In regards to Mack Hansen, Tuipoloto and others who talent wasnt 'seen'..

If we look at acting, soccer and cricket as examples, Hugh Jackman, the Heminsworths in acting; Keith Urban in Nashville, Mike Hussey and various cricketers who played in UK and made the Australian team; and many soccer players playing overseas.


My opinion is that perhaps the ' 'potential' or latent talent is there, but it's just below the surface.


ANd that decision, as made by Tane Edmed, Noah, Will Skelton to go overseas is the catalyst to activate the latent and bring it to the surface.


Based on my personal experience of leaving Oz and spending 14 months o/s, I was fully away from home and all usual support systems and past memories that reminded me of the past.

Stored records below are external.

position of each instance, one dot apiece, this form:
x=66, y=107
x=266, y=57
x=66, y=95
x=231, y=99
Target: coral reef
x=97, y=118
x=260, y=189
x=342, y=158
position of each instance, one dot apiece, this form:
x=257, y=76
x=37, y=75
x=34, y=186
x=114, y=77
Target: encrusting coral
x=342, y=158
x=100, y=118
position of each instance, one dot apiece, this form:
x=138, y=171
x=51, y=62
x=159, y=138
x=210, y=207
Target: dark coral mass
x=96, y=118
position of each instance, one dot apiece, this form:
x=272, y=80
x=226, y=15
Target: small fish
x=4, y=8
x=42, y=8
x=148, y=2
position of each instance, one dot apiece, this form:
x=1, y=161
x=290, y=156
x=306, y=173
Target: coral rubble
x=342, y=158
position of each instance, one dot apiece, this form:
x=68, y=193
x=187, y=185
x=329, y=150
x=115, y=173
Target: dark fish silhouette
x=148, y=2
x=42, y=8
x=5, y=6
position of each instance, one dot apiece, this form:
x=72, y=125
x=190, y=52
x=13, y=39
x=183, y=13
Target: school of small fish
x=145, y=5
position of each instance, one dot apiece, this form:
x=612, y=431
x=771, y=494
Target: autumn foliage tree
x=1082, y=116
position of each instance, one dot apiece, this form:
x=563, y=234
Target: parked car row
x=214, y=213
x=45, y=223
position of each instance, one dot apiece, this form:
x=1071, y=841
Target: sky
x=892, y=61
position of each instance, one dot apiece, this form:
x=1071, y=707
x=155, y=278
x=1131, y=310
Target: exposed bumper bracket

Ooverseas, they weren't there. I had t o survive, I could invent myself as who I wanted, and there was no one to blame but me.


It bought me alive, focused my efforts towards what I wanted and people largely accepted me for who I was and how I turned up.


So my suggestion is to make overseas scholarships for younger players and older too so they can benefit from the value offered by overseas coaching acumen, established systems, higher intensity competition which like the pressure that turns coal into diamonds, can produce more Skeltons, Arnold's, Kellaways and the like.


After the Lion's tour say, create 20 x $10,000 scholarships for players to travel and play overseas.


Set up a HECS style arrangement if necessary to recycle these funds ongoingly.


Ooverseas travel, like parenthood or difficult life situations brings out people's physical and emotional strengths in my own experiences, let's use it in rugby.